Mulmed;
Last Child ft. Gissela Anastasya— Seluruh napas ini.Happy reading ❤❤
Dulu mereka adalah sepasang sepatu, sekarang hanyalah dua keping puzzle yang tak bisa menyatu.
•••
Sinar matahari pagi memang selalu menyehatkan, sebab itulah kelas XII IPS.2 beruntung karena mendapat jatah olahraga pagi, kali ini mereka yang berjumlah sekitar empat puluh orang terlihat sibuk di lapangan basket, satu tim yang diisi lima pemain bersiap melawan tim lain—sedangkan sisanya duduk cantik di sisi lapangan sembari bergosip ria, apalagi yang pertama memulai adalah laki-laki.
Deby yang duduk bersebelahan dengan Lala juga beberapa siswi lainnya terlihat asyik membahas soal film terbaru yang akan tayang di bioskop bulan depan, Lala hanya menggangguk sekenanya dia karena tak terlalu antusias dengan hal itu. Namun, jika bahas buku non-fiksi apa yang segera terbit di toko buku pasti ia akan menjawab dengan cepat.
Lala lebih suka berkutat dengan buku-buku sejarah ketimbang novel remaja yang makin booming, ia lebih suka realita meski tak semuanya benar, seperti buku Sejarah Dunia Yang Disembunyikan, Ramalan Nostradamus bahkan buku tentang Vlad Dracula yang notabene manusia terkejam zaman Kesultanan Utsmaniyah Turki.
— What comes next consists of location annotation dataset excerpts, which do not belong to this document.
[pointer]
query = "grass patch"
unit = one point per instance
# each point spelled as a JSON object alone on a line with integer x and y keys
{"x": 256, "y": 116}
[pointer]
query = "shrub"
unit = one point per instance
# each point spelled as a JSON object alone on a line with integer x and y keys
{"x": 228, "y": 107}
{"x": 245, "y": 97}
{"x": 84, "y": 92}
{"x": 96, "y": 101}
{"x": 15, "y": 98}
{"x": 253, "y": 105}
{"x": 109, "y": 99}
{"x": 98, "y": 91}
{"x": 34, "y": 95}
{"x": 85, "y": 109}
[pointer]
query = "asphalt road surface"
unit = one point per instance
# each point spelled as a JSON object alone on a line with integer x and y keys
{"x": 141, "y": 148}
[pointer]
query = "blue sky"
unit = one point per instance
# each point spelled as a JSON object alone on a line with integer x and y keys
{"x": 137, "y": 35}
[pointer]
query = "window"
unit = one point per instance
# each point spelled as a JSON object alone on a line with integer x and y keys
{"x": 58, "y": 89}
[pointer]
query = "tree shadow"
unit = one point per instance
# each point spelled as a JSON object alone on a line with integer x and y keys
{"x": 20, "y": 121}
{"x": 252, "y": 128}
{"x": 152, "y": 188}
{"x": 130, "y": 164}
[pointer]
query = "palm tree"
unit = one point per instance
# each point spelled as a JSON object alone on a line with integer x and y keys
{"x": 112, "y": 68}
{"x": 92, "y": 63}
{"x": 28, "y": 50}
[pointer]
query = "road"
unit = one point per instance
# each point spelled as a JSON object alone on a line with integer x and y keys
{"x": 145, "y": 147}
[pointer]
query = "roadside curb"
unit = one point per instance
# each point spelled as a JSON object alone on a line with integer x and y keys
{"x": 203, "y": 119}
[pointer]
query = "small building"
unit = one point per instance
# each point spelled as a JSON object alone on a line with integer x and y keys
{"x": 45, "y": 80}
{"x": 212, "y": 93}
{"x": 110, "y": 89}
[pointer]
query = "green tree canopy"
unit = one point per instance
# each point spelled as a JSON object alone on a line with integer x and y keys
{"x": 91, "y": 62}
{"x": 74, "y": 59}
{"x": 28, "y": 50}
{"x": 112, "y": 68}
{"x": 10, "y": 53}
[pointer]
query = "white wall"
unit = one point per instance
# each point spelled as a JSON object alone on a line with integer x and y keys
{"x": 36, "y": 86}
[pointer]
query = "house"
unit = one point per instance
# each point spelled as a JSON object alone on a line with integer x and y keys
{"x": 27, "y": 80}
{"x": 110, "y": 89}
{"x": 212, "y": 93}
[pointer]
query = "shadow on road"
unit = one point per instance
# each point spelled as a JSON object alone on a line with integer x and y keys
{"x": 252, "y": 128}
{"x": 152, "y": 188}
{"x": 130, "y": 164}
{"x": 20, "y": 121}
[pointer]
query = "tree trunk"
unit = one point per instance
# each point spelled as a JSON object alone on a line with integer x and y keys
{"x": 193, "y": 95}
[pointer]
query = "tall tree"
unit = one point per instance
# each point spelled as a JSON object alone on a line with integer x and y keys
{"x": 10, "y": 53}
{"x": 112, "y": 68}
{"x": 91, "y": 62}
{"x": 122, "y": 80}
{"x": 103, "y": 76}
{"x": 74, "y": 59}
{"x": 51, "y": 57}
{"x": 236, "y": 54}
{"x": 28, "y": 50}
Jika ada yang bertanya padanya perihal novel, ia akan mengalihkan pembicaraan.
“Selfie yuk, La,” ajak Deby yang baru saja mengeluarkan ponselnya dari saku celana.
Lala mengernyit, “Lo bawa hape, Deb? Nggak takut ketahuan Pak Anzar.”
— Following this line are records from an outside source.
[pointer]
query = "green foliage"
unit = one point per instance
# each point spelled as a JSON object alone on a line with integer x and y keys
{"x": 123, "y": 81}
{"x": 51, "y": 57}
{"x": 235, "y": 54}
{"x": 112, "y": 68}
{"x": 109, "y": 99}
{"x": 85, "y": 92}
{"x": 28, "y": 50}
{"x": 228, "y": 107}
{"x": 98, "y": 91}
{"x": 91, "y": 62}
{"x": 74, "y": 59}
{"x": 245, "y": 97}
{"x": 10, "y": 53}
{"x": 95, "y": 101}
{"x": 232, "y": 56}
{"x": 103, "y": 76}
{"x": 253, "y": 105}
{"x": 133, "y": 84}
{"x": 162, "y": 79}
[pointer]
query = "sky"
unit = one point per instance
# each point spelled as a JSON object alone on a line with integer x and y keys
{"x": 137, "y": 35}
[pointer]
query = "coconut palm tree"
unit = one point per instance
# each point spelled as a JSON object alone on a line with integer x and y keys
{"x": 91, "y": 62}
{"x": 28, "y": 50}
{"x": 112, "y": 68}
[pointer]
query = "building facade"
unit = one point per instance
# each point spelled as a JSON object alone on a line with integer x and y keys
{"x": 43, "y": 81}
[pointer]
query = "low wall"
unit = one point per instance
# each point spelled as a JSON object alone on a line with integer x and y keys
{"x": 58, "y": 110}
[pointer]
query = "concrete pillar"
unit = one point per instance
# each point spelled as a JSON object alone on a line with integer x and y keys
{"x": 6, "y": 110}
“Bisa diatur, orangnya masih di ruang guru, ’kan?” Deby nyengir tanpa dosa.
Lala merotasikan bola mata, “Kebiasaan, apa-apa dilanggar gimana hidup lo mau tentram.”
Deby mencolek hidung Lala, “Gue nggak tahu lo ngomong apaan, intinya sekarang kita selfie.” Deby merangkul leher Lala agar lebih dekat dengannya, lantas memasang kamera depan dan mulai memasang senyum semanis mungkin.
Ckrek!
Ckrek!
Ckrek!
“Nah, mantep. Langsung gue posting di Instagram, ah.” Deby kembali sibuk dengan ponselnya. “Caption yang pas apaan coba?”
“Unyil-unyil cantik.” Lala terkekeh mendengar ucapannya sendiri, sedangkan Deby mengernyit heran.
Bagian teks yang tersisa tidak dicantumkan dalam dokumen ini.